BİNANIN RİSK TESPİTİNİ YAPTIRABİLMEK İÇİN MALİKLERİN 2/3 ÇOĞUNLUĞU GEREKLİ MİDİR?
Binanın risk tespitini yaptırmak için maliklerin 2/3 çoğunluğu ile karar alınmasına gerek yoktur. Risk tespiti için maliklerden birinin müracaatı yeterlidir. Riskli binaların tespitini, tahliyesini ve yıktırılmasını engelleyenler hakkında Türk Ceza Kanunu’nun ilgili hükümleri uyarınca Cumhuriyet Başsavcılığına suç duyurusunda bulunulacaktır. Riskli yapı tespitleri ve yıkım işlemlerinin masraflarını malikler karşılayacaktır. Riskli yapı tespiti ile yıktırma işlemlerinin Bakanlık veya İdare tarafından yapılması halinde, tespit işleminin masrafı ile yıktırmanın masrafları, ilgili tapu müdürlüğüne ve tapu müdürlüğünce, binanın paydaşlarının müteselsil sorumlu olmalarını sağlamak üzere tapu kaydındaki arsa payları üzerine, masraf tutarında müşterek ipotek belirtmesinde bulunacaktır. Riskli bina tespitine yapılan itirazları, 4’ü Üniversitelilerce ve 3’ü Bakanlıkça belirlenen ve 7 üyeden oluşan Teknik Heyet inceleyecektir. Teknik Heyetin, riskli bina raporunu uygun bulması halinde rapor kesinleşecek ve yıkım süreci başlayacaktır. İtiraz sonucunda binanın riskli olmadığına karar verilmesi halinde tapuya konulan şerh kaldırılacaktır. Kanuna göre, riskli alanlardaki yapılar ile riskli yapılara verilen elektrik, su ve doğal gaz hizmetleri durdurulabilecektir. Burada amaç, vatandaşı mağdur etmek değil, tam aksine can güvenliği bakımından, vatandaşın riskli olan bir binada oturmasına engel olmaktır. Yani, hayat hakkının gözetilmesi söz konusudur.

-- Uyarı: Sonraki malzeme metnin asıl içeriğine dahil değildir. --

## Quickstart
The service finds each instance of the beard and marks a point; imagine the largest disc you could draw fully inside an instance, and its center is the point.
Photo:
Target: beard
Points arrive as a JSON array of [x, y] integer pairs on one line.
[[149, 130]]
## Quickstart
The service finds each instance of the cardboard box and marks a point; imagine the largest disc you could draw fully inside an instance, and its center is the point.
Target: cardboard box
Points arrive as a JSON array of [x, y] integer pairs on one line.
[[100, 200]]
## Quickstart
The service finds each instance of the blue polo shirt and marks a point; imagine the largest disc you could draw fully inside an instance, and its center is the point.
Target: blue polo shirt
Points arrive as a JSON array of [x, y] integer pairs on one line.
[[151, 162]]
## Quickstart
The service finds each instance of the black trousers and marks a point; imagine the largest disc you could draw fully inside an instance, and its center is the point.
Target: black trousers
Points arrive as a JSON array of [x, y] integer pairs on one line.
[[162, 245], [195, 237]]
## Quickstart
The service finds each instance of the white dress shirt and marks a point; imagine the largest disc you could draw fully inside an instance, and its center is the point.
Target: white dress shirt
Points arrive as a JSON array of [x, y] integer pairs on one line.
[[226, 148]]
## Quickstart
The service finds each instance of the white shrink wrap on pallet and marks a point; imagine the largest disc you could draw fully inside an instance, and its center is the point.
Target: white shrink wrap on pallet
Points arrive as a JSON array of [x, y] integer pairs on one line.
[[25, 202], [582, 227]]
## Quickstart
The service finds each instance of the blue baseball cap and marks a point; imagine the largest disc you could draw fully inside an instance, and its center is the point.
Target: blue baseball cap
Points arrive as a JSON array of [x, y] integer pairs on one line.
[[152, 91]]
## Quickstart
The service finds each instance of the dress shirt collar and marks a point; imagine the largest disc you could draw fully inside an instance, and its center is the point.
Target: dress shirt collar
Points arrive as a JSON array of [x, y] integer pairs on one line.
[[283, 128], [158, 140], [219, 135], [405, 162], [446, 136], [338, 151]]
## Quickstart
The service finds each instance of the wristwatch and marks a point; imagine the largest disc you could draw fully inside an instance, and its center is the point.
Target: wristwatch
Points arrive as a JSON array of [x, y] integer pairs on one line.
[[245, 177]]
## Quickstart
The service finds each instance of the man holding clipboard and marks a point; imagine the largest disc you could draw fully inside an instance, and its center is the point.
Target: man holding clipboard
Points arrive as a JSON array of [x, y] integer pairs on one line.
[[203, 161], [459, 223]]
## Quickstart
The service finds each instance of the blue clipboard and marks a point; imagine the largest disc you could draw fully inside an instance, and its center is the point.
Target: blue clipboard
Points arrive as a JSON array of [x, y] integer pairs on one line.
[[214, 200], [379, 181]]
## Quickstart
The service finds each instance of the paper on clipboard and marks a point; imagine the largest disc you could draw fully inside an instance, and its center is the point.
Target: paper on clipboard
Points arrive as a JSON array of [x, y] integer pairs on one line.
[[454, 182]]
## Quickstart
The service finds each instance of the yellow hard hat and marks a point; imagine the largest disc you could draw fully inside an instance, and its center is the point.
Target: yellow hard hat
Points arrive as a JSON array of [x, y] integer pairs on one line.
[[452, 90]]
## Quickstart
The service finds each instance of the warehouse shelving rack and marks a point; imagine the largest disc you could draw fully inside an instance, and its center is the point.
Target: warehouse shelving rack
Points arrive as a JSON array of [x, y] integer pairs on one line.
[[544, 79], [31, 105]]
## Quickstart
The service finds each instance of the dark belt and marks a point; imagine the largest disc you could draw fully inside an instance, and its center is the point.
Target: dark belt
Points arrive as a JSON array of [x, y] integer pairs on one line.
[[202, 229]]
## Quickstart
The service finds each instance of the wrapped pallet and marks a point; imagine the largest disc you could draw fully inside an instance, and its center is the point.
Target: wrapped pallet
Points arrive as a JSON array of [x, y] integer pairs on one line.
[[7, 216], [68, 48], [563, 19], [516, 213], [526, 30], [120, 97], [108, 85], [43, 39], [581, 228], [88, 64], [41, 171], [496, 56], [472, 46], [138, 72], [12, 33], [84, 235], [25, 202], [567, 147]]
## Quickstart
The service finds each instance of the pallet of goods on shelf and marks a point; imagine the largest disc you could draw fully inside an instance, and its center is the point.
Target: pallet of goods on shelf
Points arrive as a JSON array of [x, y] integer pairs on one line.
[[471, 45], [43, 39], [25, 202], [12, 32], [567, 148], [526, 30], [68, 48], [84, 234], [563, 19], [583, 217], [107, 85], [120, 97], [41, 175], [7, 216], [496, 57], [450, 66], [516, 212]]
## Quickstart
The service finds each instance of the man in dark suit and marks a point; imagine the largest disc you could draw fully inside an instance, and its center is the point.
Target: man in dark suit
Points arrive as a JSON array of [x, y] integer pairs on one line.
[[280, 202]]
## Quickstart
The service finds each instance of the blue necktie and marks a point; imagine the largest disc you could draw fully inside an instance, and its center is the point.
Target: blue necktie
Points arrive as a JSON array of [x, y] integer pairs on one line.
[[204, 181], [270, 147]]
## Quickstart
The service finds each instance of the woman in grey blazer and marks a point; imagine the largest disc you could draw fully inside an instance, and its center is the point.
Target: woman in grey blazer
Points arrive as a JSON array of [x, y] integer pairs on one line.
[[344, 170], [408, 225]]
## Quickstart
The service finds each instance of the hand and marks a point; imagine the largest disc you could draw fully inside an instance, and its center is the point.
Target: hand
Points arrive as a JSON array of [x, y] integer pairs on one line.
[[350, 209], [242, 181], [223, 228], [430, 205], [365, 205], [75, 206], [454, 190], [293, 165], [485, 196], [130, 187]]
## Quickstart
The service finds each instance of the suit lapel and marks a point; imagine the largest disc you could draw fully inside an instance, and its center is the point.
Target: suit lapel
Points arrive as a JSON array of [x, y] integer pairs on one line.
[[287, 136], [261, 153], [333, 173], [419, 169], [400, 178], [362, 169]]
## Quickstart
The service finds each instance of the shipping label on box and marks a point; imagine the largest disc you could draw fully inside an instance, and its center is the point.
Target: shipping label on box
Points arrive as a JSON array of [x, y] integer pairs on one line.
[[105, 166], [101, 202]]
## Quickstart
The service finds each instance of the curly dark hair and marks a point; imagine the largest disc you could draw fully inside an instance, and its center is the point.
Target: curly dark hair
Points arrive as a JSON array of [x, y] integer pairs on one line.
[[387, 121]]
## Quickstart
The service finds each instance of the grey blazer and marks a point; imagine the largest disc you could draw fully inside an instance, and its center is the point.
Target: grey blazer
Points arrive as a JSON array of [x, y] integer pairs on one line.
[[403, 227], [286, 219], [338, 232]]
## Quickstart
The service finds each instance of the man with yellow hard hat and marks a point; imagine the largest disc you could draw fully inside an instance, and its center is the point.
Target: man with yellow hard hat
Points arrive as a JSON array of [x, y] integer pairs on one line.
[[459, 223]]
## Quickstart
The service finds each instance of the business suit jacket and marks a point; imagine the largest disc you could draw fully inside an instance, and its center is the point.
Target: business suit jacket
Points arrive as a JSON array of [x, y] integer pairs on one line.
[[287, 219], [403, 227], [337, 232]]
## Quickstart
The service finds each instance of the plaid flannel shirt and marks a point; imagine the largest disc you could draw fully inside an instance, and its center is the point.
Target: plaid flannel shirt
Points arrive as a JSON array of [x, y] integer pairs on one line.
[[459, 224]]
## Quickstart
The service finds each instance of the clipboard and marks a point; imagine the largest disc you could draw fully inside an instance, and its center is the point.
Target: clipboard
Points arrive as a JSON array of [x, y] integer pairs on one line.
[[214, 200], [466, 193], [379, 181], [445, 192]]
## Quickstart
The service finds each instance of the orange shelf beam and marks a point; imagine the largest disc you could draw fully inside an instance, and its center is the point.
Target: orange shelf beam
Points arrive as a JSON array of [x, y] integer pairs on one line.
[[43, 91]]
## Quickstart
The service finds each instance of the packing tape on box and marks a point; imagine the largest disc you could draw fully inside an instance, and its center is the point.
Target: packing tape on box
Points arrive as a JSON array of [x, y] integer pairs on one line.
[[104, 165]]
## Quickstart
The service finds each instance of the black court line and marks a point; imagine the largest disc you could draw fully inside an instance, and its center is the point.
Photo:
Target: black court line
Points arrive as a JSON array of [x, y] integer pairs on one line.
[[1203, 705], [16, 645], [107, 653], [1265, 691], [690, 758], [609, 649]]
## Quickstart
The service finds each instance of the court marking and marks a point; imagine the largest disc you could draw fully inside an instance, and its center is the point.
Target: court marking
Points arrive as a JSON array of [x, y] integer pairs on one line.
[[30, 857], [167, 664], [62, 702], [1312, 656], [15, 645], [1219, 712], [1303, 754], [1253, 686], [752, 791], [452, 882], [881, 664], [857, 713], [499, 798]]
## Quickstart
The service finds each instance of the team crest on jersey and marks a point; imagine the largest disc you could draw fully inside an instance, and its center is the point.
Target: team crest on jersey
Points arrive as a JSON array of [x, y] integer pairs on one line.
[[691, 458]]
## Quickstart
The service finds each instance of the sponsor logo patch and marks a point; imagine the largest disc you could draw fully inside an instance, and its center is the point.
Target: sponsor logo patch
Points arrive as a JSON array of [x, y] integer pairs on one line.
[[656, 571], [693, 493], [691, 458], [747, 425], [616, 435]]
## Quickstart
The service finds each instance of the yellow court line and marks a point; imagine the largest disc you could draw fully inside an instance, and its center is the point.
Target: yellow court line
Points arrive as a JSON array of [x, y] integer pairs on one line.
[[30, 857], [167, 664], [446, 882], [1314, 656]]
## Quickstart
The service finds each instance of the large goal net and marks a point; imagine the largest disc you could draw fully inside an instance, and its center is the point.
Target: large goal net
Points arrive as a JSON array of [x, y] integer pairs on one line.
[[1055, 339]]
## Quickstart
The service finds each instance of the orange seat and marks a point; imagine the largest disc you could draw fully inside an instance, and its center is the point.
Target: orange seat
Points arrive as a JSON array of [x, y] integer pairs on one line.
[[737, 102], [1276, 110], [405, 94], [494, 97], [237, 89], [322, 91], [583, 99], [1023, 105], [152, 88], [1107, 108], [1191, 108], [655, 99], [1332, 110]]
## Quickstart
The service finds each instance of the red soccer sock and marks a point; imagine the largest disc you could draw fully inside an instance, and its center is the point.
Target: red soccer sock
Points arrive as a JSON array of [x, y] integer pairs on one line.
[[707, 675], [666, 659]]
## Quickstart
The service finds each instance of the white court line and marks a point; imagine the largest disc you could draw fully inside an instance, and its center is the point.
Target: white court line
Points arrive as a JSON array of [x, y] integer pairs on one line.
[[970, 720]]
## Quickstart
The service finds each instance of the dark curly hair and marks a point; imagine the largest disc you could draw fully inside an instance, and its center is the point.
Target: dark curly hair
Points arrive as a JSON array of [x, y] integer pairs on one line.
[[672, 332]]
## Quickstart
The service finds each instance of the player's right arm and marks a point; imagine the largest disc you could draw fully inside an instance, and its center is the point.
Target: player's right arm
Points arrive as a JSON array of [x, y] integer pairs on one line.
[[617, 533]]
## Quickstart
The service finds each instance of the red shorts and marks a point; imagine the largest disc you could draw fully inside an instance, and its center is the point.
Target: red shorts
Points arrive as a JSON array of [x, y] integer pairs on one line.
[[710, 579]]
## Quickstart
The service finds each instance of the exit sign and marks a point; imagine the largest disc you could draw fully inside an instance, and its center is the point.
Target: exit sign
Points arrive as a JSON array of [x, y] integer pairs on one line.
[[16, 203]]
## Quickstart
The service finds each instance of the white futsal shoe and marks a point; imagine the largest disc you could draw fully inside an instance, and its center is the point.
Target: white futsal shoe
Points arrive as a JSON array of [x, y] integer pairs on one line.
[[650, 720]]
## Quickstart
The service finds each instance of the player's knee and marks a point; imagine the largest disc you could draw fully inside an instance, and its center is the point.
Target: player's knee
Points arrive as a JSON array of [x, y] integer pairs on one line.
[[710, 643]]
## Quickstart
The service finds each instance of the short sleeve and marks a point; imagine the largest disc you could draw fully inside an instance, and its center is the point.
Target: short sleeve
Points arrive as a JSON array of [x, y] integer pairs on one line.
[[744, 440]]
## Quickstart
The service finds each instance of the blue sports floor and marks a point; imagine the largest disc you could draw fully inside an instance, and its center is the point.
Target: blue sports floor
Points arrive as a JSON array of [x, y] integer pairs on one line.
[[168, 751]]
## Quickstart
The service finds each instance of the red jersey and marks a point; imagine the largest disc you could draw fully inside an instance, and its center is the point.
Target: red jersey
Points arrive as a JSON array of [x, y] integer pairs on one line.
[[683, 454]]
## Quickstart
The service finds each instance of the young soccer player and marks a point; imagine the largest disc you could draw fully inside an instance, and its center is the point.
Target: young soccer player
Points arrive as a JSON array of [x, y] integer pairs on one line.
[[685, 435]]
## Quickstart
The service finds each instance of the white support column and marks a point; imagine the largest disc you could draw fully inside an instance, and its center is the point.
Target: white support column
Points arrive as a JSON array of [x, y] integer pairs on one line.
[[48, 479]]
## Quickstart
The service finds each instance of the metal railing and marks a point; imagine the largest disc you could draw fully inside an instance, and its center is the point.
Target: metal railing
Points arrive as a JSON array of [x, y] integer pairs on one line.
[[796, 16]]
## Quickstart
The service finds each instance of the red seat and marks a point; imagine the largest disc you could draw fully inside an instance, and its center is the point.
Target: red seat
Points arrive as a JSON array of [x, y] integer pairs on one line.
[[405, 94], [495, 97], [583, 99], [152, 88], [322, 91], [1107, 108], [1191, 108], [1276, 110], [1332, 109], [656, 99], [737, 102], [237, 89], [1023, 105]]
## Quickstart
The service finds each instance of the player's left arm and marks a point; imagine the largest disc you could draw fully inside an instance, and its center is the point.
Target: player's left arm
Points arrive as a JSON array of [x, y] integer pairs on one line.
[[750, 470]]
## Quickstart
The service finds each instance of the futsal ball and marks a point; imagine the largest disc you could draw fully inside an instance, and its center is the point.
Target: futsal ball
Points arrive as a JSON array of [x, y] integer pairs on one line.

6306 SAYILI AFET RİSKİ ALTINDAKİ ALANLARIN DÖNÜŞTÜRÜLMESİ HAKKINDAKİ KANUN’UN TEMEL AMACI NEDİR?
Kanun, afet riski altındaki alanlar ile riskli yapıların dönüşümünü sağlayarak, ülke genelinde, sağlıklı, güvenli ve yaşanılabilir çevreler oluşturmak maksadıyla çıkarılmıştır. Afetler neticesinde bir daha can kaybı yaşanmaması ve şehirlerin sağlıklı ve güvenli yaşama çevrelerine dönüştürülmesi hedeflenmiştir. Ülke genelinde bütün binalar 6306 sayılı kanun kapsamındadır. Binanın bulunduğu yere, yaşına, deprem bölgesine bakılmaksızın, “riskli” olarak tespit edilen bütün binalar Kanun hükümlerinden faydalanacaktır. Kanun uyarınca yapılan idari işlemlere karşı tebliğ tarihinden otuz gün içinde, idari yargıda dava açılabilir. Ancak, bu davalarda yürütmeyi durdurma kararı verilemez. Riskli binaların tespiti, maliklerin tapu ve kimlik fotokopisi ile yapacakları müracaat üzerine, Bakanlığımızca lisans verilen ve listesi Çevre ve Şehircilik Bakanlığı’nın resmi internet sitesi ile www.kentseldonusum.gov.tr adresinde güncel olarak yayımlanan kurum veya kuruluşlarca yapılacaktır. Kanunda risk tespiti yaptırılması zorunluluğu bulunmamaktadır. Ancak, ülkemizde pek çok binanın; mühendislik hizmeti almadan yapıldığı, malzeme ve işçilik açısından teknik gerekliliklere uygun olmadığı, özellikle beton kalitesinin çok düşük olduğu ve deprem açısından risk taşıdığı belirlenmiştir. Bu yüzden, konutunda güven ve huzur içerinde yaşamak isteyen, oturduğu binanın riskli olabileceğinden şüphelenen her vatandaşın risk tespiti yaptırması uygun olacaktır. Kanun hükümlerinden faydalanabilmesi için malikler tarafından Bakanlık tarafından lisans verilen kurum veya kuruluşlara risk tespitinin yaptırılması şarttır.